- Born: Ruth Carla Perry 1969 Caversham
- Died: 8 January 2023
- Cause of death: Suicide, contributed to by an Ofsted inspection carried out in November 2022.

= Death of Ruth Perry =

2023 suicide in England

Ruth Perry was a British head teacher who died by suicide on 8 January 2023 while awaiting the publication of an Ofsted report which downgraded her school's rating from "outstanding" to "inadequate".

== Background ==

=== Ruth Perry ===
Ruth Carla Perry was raised in Caversham, a suburb of Reading, in Berkshire, England. She was the head teacher of Caversham Primary School in Reading for 13 years.

=== Ofsted ===
Ofsted is a non-ministerial department that inspects all state-funded schools in England.

== Inspection and death ==
Caversham Primary School (CPS) underwent an Ofsted inspection on 15 and 16 November 2022. This was the first Ofsted inspection that CPS had had for 13 years as there was previously a policy that meant schools rated outstanding were not inspected in line with usual timescales. This policy changed in 2021, and CPS was therefore due for an inspection.
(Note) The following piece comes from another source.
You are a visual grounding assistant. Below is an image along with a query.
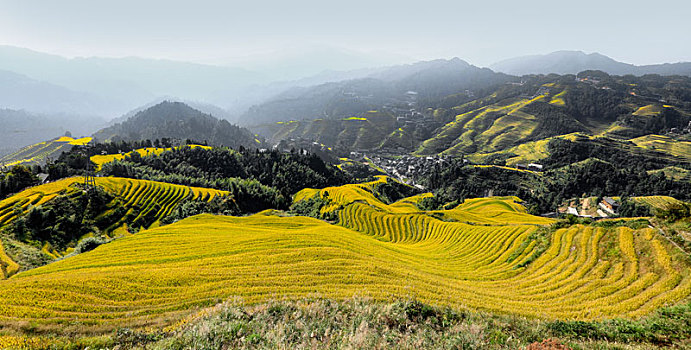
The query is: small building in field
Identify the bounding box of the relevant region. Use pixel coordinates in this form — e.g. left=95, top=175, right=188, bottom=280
left=599, top=197, right=619, bottom=214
A private memorial service was held at Reading Town Hall.

== Coroner's inquest ==
The inquest by Heidi Connor, Senior Coroner for Berkshire, concluded on 12 December 2023. The coroner concluded that Perry's death was a result of "Suicide, contributed to by an Ofsted inspection carried out in November 2022".

School teaching and leadership unions had also reacted to Ms Perry’s death by calling for a pause to Ofsted inspections and reiterating long-standing calls for reform of the inspection system.

== Independent review ==
An independent review of Ofsted's response to the death was conducted by Dame Christine Gilbert and found that the agency was "defensive and complacent".

== Aftermath ==

=== Reforms ===
Prior to the 2024 general election, teaching and leadership unions intensified their calls for reform of the inspection regime. These calls were amplified following the death of Ruth Perry. On 2 September 2024, the Labour government announced single- or two-word overall effectiveness judgements for schools would cease with immediate effect. A new "scorecard" system would be introduced by 2025.